The prosper loan dataset contains 113,937 loans with 81 variables on each loan, including loan amount, borrower rate (or interest rate), current loan status, borrower income, and many others.
In this project I explored 10 -15 variables in the dataset which was used in analysing the dataset. I reduced the dataset to 84853 loans with 15 features to form a new Prosper Loan Dataframe. I dropped these missing values columns and converted LoanOriginationDate column to datetime datatype.
The majority of the loans in the dataset are current loans. Based on the length of the payment delay, past due loans are divided into numerous classes. Completed loans make up a significant portion of the total; defaulted loans make up a small percentage, but charged-off loans make up a significant portion as well.
The monthly income distribution still shows a clear right skew with a mean and 3 times standard deviations boundary, but we can now determine that the mode is around 5000.
The majority of borrowers are employed, with all other categories accounting for only a minor percentage of total borrowers. Full-time work has the highest priority in small groups, followed by self-employed workers, and so on.
There were no usual distributions. The vast majority of loans are current ones. We are not interested in any current loans because our main purpose is to determine driving elements of loan outcome.
Because most of the values in the variable Listing Category are quite rare, we changed it to categorical and reduced the number of categories to make it easier to visualise. Debt consolidation has the highest frequency of all of the changed listing options and startup having the lowest frequency in both graph.
The most common defaulted loan rating is actually D and among the Completed, D is also the most common rating, followed by A and so on.

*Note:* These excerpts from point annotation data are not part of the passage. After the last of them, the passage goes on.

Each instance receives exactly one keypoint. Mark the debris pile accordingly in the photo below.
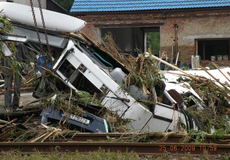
(83, 87)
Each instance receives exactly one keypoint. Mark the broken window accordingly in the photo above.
(152, 41)
(214, 50)
(134, 40)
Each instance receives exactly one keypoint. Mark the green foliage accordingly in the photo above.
(100, 155)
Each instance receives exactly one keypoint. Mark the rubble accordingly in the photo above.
(84, 87)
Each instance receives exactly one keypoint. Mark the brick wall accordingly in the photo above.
(192, 25)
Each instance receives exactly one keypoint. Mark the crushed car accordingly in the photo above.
(83, 67)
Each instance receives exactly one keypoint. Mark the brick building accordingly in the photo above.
(190, 27)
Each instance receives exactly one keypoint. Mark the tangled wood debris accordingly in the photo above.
(91, 87)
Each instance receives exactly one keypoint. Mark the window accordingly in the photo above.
(134, 40)
(214, 50)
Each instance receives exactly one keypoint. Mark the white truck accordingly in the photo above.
(82, 68)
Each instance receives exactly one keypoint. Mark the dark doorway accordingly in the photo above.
(134, 40)
(214, 50)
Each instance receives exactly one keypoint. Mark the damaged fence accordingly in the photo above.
(83, 87)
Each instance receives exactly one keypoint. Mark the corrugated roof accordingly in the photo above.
(137, 5)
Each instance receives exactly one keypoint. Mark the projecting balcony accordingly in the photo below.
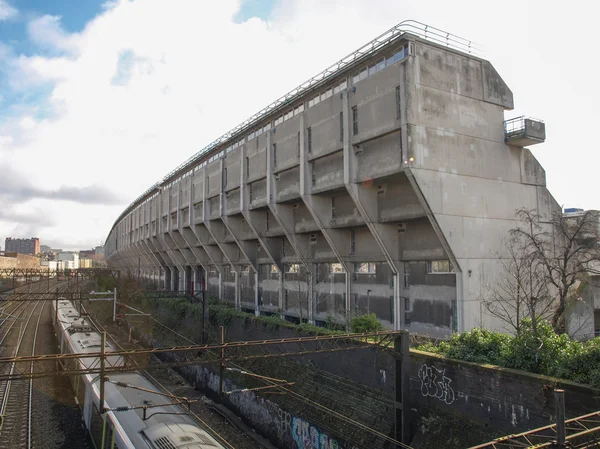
(524, 131)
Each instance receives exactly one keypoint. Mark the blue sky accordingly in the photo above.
(74, 15)
(100, 100)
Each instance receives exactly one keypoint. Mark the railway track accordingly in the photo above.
(21, 321)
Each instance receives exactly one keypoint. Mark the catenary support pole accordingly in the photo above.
(402, 383)
(222, 365)
(561, 432)
(102, 368)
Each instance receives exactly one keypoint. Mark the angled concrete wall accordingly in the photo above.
(349, 198)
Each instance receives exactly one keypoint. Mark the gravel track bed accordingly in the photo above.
(179, 386)
(56, 420)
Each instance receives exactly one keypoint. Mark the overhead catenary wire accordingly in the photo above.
(307, 400)
(213, 432)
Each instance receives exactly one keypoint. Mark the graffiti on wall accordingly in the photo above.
(434, 383)
(308, 437)
(291, 431)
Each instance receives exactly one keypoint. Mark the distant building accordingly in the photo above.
(68, 260)
(22, 246)
(86, 253)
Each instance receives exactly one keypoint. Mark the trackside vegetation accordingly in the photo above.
(541, 352)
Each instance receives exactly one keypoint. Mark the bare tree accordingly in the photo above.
(567, 249)
(520, 290)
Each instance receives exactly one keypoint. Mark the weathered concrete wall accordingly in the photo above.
(492, 396)
(398, 160)
(490, 401)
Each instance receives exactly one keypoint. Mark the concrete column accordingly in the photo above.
(365, 200)
(220, 285)
(233, 224)
(281, 293)
(227, 251)
(256, 302)
(284, 214)
(253, 217)
(238, 296)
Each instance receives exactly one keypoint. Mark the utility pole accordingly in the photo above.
(561, 430)
(115, 306)
(102, 368)
(222, 364)
(402, 384)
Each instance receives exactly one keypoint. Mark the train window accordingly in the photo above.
(80, 391)
(98, 428)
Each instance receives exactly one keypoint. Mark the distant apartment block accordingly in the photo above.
(22, 246)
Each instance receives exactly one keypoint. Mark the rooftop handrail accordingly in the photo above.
(413, 27)
(517, 124)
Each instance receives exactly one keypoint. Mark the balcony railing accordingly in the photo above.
(523, 131)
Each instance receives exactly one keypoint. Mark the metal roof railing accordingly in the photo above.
(412, 27)
(517, 124)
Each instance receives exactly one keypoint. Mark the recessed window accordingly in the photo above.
(292, 268)
(333, 208)
(336, 268)
(354, 120)
(364, 268)
(439, 266)
(398, 102)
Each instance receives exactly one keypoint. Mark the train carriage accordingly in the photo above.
(161, 427)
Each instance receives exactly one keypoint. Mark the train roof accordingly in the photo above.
(165, 426)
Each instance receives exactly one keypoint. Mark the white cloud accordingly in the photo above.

The monthly stated income distribution is odd: there are a lot of outliers and a wide range, but it still has the appropriate tilt (rightly skew). The employed are majority of borrowers, with all other groups accounting for a minor percentage of borrowers, and the majority of the loans in the data set are current.
There were no usual distributions. The vast majority of loans are current ones. We are not interested in any current loans because our main purpose is to determine driving elements of loan outcome.
When comparing loan status to loan amount, defaulted credits are typically smaller than completed credits. Individuals with lower ratings are more likely to be unemployed, self-employed, retired, or working part-time. and among defaulted credits, the Prosper rating (Alpha) D is the most common.
For the presentation, I focus on exploring the features that is used in predicting loan default and what are major factors are connected with prosper credit rating and loan performance.
I start by introducing and going through each features individually, then how they link and interact to one another, and finally how they relate to loan defaulting and performance using the aid of different charts.